We implemented the above requirements employing JavaScript, IE’s built-in onHelp event handler, and a simple Ajax functionality to retrieve available tooltip messages from the server-side without refreshing the whole web page.

When someone presses F1, our help window should be opened instead of Microsoft IE’s built-in help window. It’s currently achievable easily by implementing the onHelp event handler in the body HTML element as below, for example;

<BODY onHelp="openHelp(); return false"...>
...
</BODY>

In the openHelp method, we open a new browser window, displaying the related help topic:

function openHelp() {
        helpUrl = 'help.html';
        helpUrl += '#' + getPageHelpContextID();

        if(document.activeElement && (document.activeElement.id.length > 0)) 
{
            helpUrl += ':' + document.activeElement.id;
        }

helpWin = window.open(helpUrl,'Help','toolbar=0,location=0,directories=0,status=0,menubar=0,scrollbars=1,resizable=1,width=600,height=700');
        setTimeout('helpWin.focus();',250);
}

function getPageHelpContextID() {
        var pageCtxObj = document.getElementById('form1:pageCtxId');
        if(pageCtxObj) {
            return pageCtxObj.value;
        } else {
            return document.forms[0].id;
        }
}

It first gets the current page’s help context ID, which is provided via a hidden HTML input element. This value must be unique across the application’s help context. The page’s form ID, if it is unique enough, could also be used as the help context ID. This page help context ID is appended to the end of helpUrl. It then looks at the active element in the current HTML document. If there exists a focused (active) HTML component in the current document and if it has an HTML ID attribute, then that ID is also appended to the end of helpUrl. We can easily focus on any component on a web page navigating via the TAB key. Finally, a new window is opened by calling window.open() with giving helpURL as input parameter into it.
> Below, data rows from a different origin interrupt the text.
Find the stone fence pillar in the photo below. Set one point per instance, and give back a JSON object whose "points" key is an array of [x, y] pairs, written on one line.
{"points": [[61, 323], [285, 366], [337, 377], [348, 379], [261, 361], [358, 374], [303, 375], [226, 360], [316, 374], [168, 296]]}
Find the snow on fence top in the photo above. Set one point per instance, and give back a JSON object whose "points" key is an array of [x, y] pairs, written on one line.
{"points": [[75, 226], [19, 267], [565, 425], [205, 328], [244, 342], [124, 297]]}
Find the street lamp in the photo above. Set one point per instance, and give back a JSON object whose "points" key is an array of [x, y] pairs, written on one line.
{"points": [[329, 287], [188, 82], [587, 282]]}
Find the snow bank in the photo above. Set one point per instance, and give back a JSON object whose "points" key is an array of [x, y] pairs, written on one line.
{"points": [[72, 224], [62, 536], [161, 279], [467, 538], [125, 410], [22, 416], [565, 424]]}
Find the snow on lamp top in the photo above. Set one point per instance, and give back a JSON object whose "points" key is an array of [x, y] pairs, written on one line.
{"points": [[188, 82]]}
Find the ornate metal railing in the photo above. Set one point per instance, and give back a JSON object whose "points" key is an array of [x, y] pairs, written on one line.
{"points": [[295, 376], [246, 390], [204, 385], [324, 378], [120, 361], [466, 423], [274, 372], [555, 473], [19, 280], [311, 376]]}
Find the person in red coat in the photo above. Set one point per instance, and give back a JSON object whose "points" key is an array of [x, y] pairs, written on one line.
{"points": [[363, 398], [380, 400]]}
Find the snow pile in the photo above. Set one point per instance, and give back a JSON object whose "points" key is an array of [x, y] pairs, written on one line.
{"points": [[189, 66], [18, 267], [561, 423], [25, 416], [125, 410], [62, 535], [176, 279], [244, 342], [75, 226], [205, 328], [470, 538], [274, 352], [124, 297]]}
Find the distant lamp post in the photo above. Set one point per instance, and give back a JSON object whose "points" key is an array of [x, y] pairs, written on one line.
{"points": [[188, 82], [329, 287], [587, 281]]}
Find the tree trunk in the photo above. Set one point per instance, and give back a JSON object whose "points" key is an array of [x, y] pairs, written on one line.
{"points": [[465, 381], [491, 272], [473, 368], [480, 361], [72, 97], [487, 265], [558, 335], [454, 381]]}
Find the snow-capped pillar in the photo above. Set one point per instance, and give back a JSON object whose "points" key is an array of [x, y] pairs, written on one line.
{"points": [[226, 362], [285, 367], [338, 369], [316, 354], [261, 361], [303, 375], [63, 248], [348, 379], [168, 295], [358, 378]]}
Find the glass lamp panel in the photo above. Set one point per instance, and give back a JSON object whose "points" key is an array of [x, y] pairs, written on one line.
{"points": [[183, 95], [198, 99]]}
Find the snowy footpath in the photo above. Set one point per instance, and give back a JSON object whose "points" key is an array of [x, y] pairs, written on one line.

The above section tries to explain how to enable context-sensitive help mechanism in the web application. The other side of the coin is to develop help content and to keep it synchronized with the web application’s page and component structure.

One of the most important points is to use the same identifiers, defined inside web pages, across the help content as those pages’ and their components’ help section IDs. Basically, those component IDs are used as anchor names in help pages. Therefore, full coordination between software developers and help content providers must exist during the development life cycle.